Droit civil des personnes et de la famille
- Fabien Marchadier
Professeur de Droit privé et sciences criminelles
Faculté de droit et des sciences sociales de Poitiers (Institut Jean Carbonnier)
Peu de décisions significatives intéressant les rapports juridiques entre l’homme et l’animal ont été rendues durant le semestre. Le fait le plus marquant est sans doute l’insistance de certaines cours d’appel à refuser à l’article 515-14 du Code civil toute réelle portée. En dépit de toutes modifications du livre 2 du Code civil qui ont accompagné son adoption, elles ancrent fermement l’animal dans la catégorie des biens. Cette jurisprudence conservatrice rend de moins en moins probable une évolution du statut juridique de l’animal, qui ne relève pas d’une catégorie sui generis et encore moins de la catégorie des personnes.
I/ La relation homme/animal
(…)
II/ L’animal dans la famille
1/ Le sort de l’animal après la séparation des concubins (Cour d'appel, Bordeaux, 2e chambre civile, 17 Octobre 2024 – n° 21/05495 ; Cour d'appel, Riom, 2e chambre, 2 Juillet 2024 – n° 23/01204)

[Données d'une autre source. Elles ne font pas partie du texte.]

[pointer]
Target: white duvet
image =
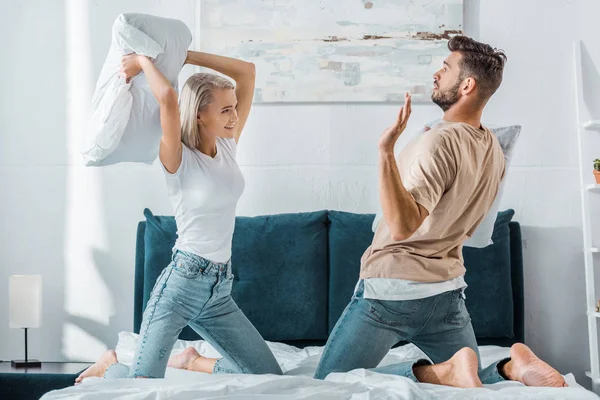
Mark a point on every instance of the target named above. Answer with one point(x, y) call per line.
point(297, 383)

Mots-clés : Concubinage. – séparation. – indivision. – partage. – propriété. – preuve
Les deux affaires jugées l’une par la Cour d’appel de Bordeaux, l’autre par la Cour d’appel de Riom, se rapportent à une même difficulté. Quel sera le sort de l’animal après la séparation des concubins ? Les décisions alimentent une vague conservatrice qui maintient fermement l’animal dans le monde des choses juridiques, sans égards ou presque à sa nature d’être vivant et sensible (du moins sur le plan de la qualification juridique. – déjà en ce sens, v. Cour d’appel de Bordeaux, 1ère Ch. civ., 2 mars 2023, n° 20/02157, RSDA 2023/1 p. 27 obs. F.M. ; Cour d'appel de Colmar, 3ème ch. civ., sect. A, 19 septembre 2022, n° 21/01304, RSDA 2022/2 p. 30 obs. F. M. ; Colmar, 3ème ch. civ., sect. A, 28 Juin 2021, n° 20/03627 ; Aix-en-Provence, Ch. 1-1, 18 Mai 2021, n° 18/16648, RSDA p. 31 obs. F. M. ; Cour d'appel, Nîmes, 1re chambre civile, 4 Février 2021 – n° 19/01368, RSDA 2021/1. 33 obs. F. M.).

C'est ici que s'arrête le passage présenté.